La Côte d’Ivoire comptait samedi une centaine de cas coronavirus pour aucun décès. L’état d’urgence a été déclaré et un couvre-feu est en vigueur dans tout le pays.

« Respectons les distances, un mètre entre les gens. Arrêtons de manger de la viande de brousse », lance le griot en langue locale abé puis en français.

-Les vendeurs de rue offrent du pain et des pommes aux voyageurs en minibus à Abobo, une banlieue d’Abidjan, le 27 mars 2020 pendant que les gens quittent la ville avant que la capitale ne soit confinée. Photo par ISSOUF SANOGO / AFP via Getty Images.

« On écoute les messages des haut parleurs. Aujourd’hui, on nous a répété que tout le monde doit être à la maison à partir de 19H00-20H00 », explique Francia Nadège Apo, coiffeuse.

Dans sa « boutique » composée en tout et pour tout de deux tabourets donnant directement sur la rue juste  sous les baffles, elle confie avoir « peur » même si « les haut-parleurs nous aident ». 

Des centaines de rois et chefs traditionnels

Le pays compte des centaines de rois et chefs traditionnels dans une organisation datant d’avant l’ère coloniale. Ce maillage traditionnel de tout le territoire fonctionne parallèlement à l’organisation politique du pays.

Le poids de ces rois et chefs est important dans de nombreuses décisions locales mais parfois aussi nationales.
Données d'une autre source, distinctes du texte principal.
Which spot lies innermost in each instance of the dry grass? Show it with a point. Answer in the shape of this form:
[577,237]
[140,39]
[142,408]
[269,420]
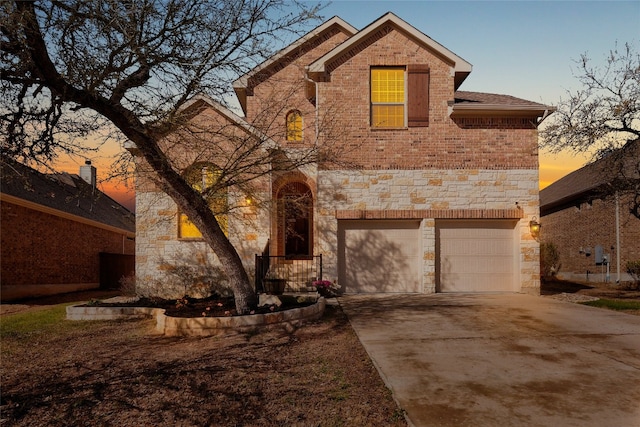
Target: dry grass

En 2016, la nouvelle Constitution a créé la Chambre Nationale des Rois et Chefs Traditionnels pour leur donner une reconnaissance officielle et un rôle consultatif.
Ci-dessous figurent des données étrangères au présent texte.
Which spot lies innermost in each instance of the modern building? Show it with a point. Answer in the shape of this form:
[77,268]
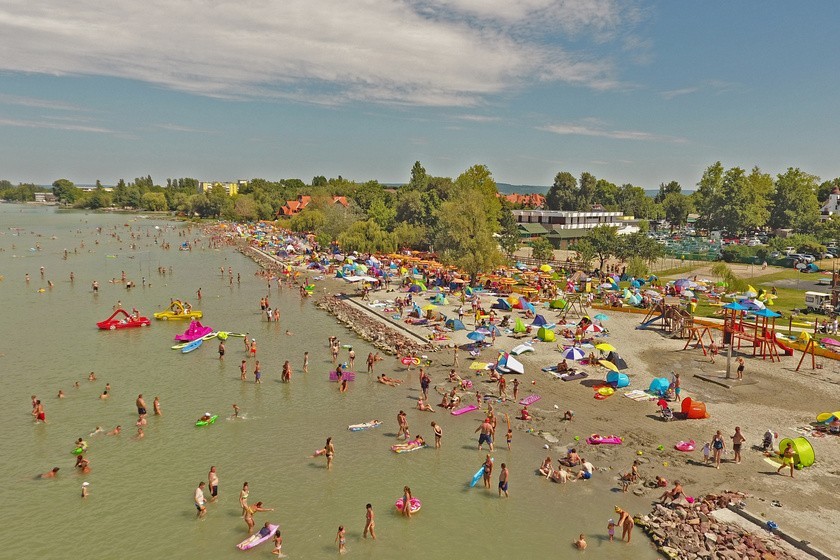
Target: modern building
[832,205]
[232,188]
[563,228]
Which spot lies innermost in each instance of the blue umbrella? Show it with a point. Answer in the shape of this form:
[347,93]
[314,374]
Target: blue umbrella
[573,353]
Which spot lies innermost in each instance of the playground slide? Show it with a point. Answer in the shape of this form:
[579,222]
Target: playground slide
[646,324]
[785,348]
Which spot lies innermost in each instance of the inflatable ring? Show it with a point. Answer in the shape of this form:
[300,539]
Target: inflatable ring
[416,504]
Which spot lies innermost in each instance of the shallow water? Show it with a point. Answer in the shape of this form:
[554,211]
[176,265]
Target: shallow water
[140,504]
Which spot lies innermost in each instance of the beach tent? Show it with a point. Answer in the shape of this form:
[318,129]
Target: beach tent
[502,304]
[455,325]
[617,360]
[803,451]
[659,385]
[539,321]
[558,304]
[619,379]
[546,335]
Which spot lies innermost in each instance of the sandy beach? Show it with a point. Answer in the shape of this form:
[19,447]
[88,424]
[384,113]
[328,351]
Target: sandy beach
[772,395]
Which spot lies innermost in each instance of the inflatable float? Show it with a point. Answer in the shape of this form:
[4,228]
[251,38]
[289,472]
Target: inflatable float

Village pauvre, vivant sans électricité

A 600 km plus au nord d’Azaguie, à Gbini, tout près de la frontière malienne, le chef du village Aly Djodjogo Traoré, vêtu d’un boubou vert clair, s’adresse  aux chefs de communautés dans une classe de l’école de ce village pauvre, qui compte plus de 3.000 habitants vivant sans électricité.

Ici, pas de haut-parleurs mais des réunions malgré le coronavirus.
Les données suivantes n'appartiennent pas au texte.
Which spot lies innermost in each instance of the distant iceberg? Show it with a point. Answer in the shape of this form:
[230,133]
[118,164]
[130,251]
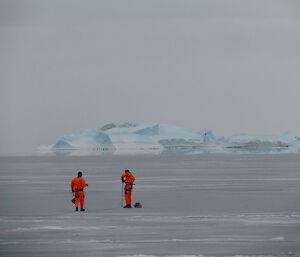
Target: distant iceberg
[151,137]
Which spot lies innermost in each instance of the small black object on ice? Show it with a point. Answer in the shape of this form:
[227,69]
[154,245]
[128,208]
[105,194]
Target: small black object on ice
[137,205]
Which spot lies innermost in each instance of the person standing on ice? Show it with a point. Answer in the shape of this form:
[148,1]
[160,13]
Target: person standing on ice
[77,186]
[128,179]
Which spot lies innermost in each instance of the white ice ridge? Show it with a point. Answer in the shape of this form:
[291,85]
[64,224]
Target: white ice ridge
[183,255]
[155,137]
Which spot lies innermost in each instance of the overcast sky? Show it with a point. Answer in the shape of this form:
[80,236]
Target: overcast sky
[229,66]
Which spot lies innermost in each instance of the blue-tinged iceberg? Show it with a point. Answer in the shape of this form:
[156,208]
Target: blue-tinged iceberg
[151,137]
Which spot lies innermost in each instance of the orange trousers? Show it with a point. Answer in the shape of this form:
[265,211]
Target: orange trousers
[127,194]
[79,197]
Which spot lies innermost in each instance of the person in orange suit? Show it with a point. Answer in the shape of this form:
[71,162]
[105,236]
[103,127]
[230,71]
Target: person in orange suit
[128,179]
[77,186]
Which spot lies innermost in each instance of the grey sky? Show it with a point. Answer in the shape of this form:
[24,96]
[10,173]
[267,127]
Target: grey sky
[229,66]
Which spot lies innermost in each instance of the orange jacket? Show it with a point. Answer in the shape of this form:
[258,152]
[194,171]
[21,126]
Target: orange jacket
[129,178]
[78,183]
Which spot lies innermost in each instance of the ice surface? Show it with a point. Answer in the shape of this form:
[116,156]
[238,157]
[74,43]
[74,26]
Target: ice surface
[193,205]
[155,138]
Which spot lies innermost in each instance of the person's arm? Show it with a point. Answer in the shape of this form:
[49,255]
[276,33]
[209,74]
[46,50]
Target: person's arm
[84,184]
[123,177]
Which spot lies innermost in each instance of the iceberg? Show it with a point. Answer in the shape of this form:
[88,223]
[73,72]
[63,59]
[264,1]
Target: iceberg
[156,138]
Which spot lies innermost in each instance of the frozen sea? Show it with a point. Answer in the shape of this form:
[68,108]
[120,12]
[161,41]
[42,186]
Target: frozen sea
[193,205]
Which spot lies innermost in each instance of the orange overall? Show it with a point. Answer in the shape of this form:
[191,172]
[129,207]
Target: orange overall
[77,186]
[129,179]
« Je vous demande de vous laver les mains avec du savon ou le gel qui est un produit qu’on vend dans les pharmacies », explique-t-il patiemment en senoufo (langue locale) puis en malinké pour les Maliens du village.

« Allez dire qu’il faut éviter les attroupements. Il faut fermer les maquis, bars où sont souvent les prostituées. Les prières dans les mosquées et églises sont suspendues. Il faut prier à la maison », poursuit-il.

« Ce qui va tuer plus que le virus, c’est la faim »

Mais le plus dur est à venir pour les habitants qui vivent majoritairement de l’orpaillage.

« A partir d’aujourd’hui on arrête le travail de ¨dabada (orpaillage) », dit-il.

Des jeunes protestent, arguant qu’ils ne peuvent pas vivre sans cet argent  mais le chef reste ferme: « Ceux qui ne respecteront pas cette décision devront quitter le village ».

Dans le village d’Azaguie, le mécontentement gronde aussi. Mais, ce sont le roi et sa cour qui sont en colère.

Se laver les mains comment ?, il n’y a pas d’eau!

« On travaille à sensibiliser pour éviter que le virus arrive ici. Mais, on a besoin d’aide. Les choses les plus simples sont compliquées. On dit lavez-vous les mains. On n’a pas de gel mais on n’a pas d’eau (courante) non plus. Comment se lave-t-on les mains sans eau? En se crachant dans les mains? », s’insurge le roi Nanan Ako Ako Omer, vêtu d’un toge blanche et bleue.

Un des « notables » qui assiste le roi, Maurice Boua Akoucha, a aussi des craintes.

« On parle de confinement , de rester chez soi. Mais, il n’y a pas de mesures d’accompagnement. Ce qui va tuer plus que le virus, c’est la faim. Si ça perdure on mange quoi? On sera obligés de sortir », dit-il.

Un autre notable de la cour souligne la densité de population dans les maisons et les cours.

« L’Afrique, ce n’est pas l’Europe ou la Chine qui ont des moyens. Malgré cela, il y a eu beaucoup de morts », souligne Boua Akoucha. « Le prix ici sera catastrophique ».